Book 3. Distinctions 26 - 40
Thirty Sixth Distinction
Single Question. Whether the Moral Virtues are Connected
I. To the Question
B. About the Connection of the Moral Virtues with Prudence
2. About the Connection of all the Virtues in a Single Prudence

2. About the Connection of all the Virtues in a Single Prudence

94. On the other part of this article [n.42], namely about the connection of all the virtues in a single prudence, the Philosopher seems to say that there is such a connection, Ethics 6.13.1145a1-2, “Prudence exists as one and all the virtues will be present in it.” See the Commentator there [Eustratius On Ethics 6.18].

a. Opinion of Henry of Ghent

95. Now how there is one prudence for all morality can be posited in the same way as for the habit of science - see the opinion [of Henry] and its rejection Commentary on the Metaphysics 6 q.1, Lectura III d.36 nn.87-89, 91-101.

b. Scotus’ own Opinion

96. To this question, therefore, one can say that just as art concerns makeable things so prudence does doable things, and there is no greater connection of doable things as they regard one habit than of makeable things. So just as diverse makeable things require their own diverse arts, so diverse doable things require their own diverse prudences. And just as someone can be morally well disposed as to some doable things and badly as to others, so can one in giving commands be habituated to giving them rightly in these matters but not in those - and yet the former are not principles for giving commands about the latter nor conclusions following from the latter.

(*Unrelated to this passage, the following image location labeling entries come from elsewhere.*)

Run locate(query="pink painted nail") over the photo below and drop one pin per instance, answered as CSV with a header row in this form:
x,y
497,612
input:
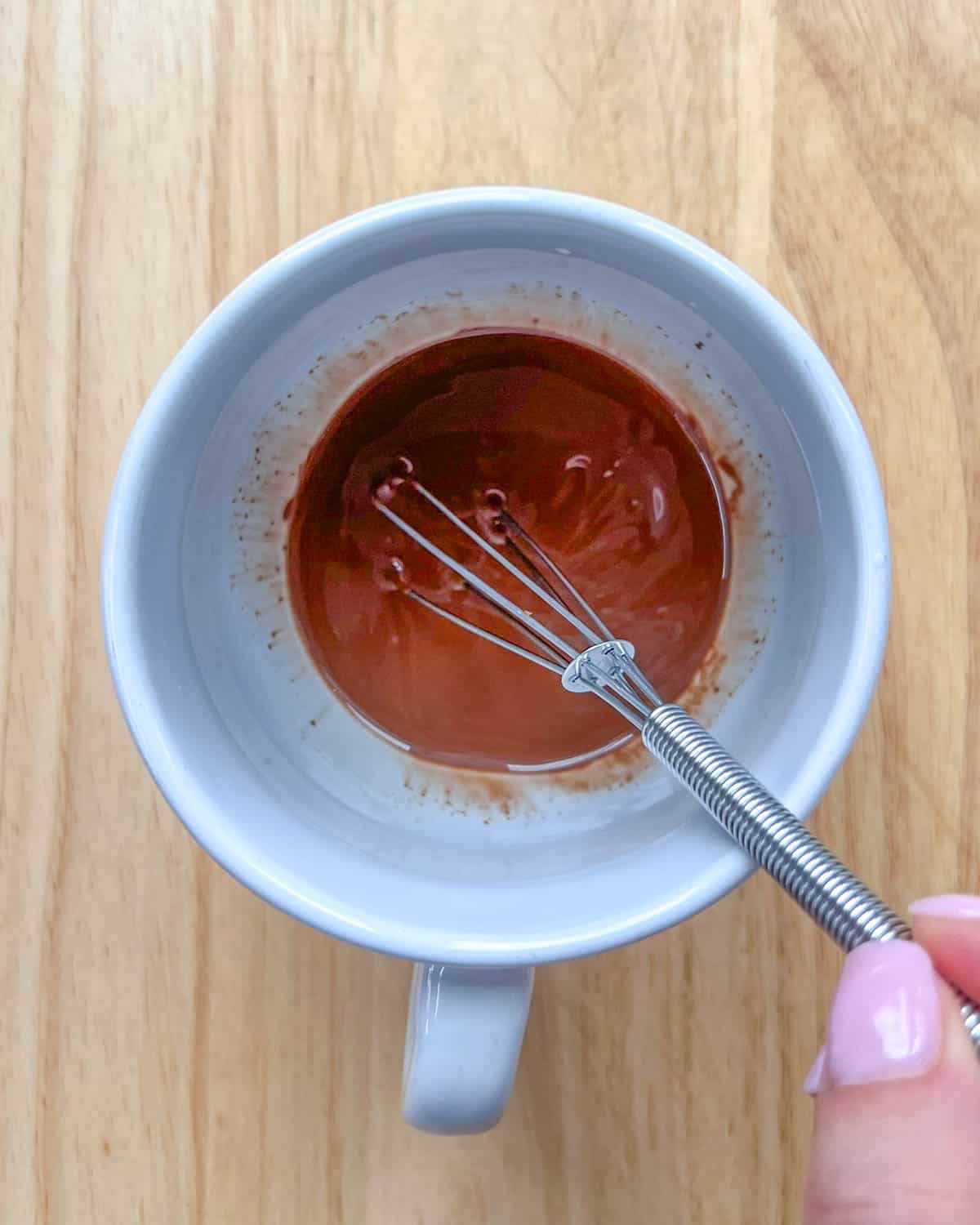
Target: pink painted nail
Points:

97. Now the way that all prudences are one habit, and all habits of geometry belong to one universal science, was stated in the Commentary on Metaphysics 6 q.1 nn.17-27, 40, 42. For a single formal unity is not to be understood there but a virtual one. For just as the habit about a first subject is formally one because of it and is virtually, but not formally, about everything contained in the first subject, so the habit that is formally about some end in doable things is virtually of everything of which the practical knowledge is included virtually in that end. But it is not formally of all those things, and so the one prudence formally is of all virtues virtually, if we extend the name ‘prudence’ to the habit that is the understanding of the practical first principle.

98. Accordingly one can expound the authority of the Philosopher in Ethics 6 [n.94] such that either he is speaking of one prudence formally, and then one must understand that all the virtues will be in one existing and perfect prudence, not only as to intension but also as to extension. Indeed, prudence is never as perfect in extension as it can be unless it is perfect about all the things that it can be extended to, and these are all the objects that belong to all the virtues.

99. Aristotle’s authority can be expounded in another way, not about unity formally but about unity of genus. For just as temperance is said by the Philosopher to be one virtue and formally different from fortitude, and yet each of these is a certain intermediate genus possessing many species under it (as was said before d.34 nn.31-33), so in the case of the numbering of intermediate genera one can say (because of the unity of the intermediate genus) that, although it contains under it many species, yet it can be one in unity of genus.

100. And by understanding the unity of prudence in this way, all the moral virtues are connected in one genus of prudence insofar as any virtue is connected to it according to some species or other under it. And this was stated earlier, on the supposition of the preceding article about the connection, mutual or not [nn.77-83], of any virtue with its own prudence [n.99].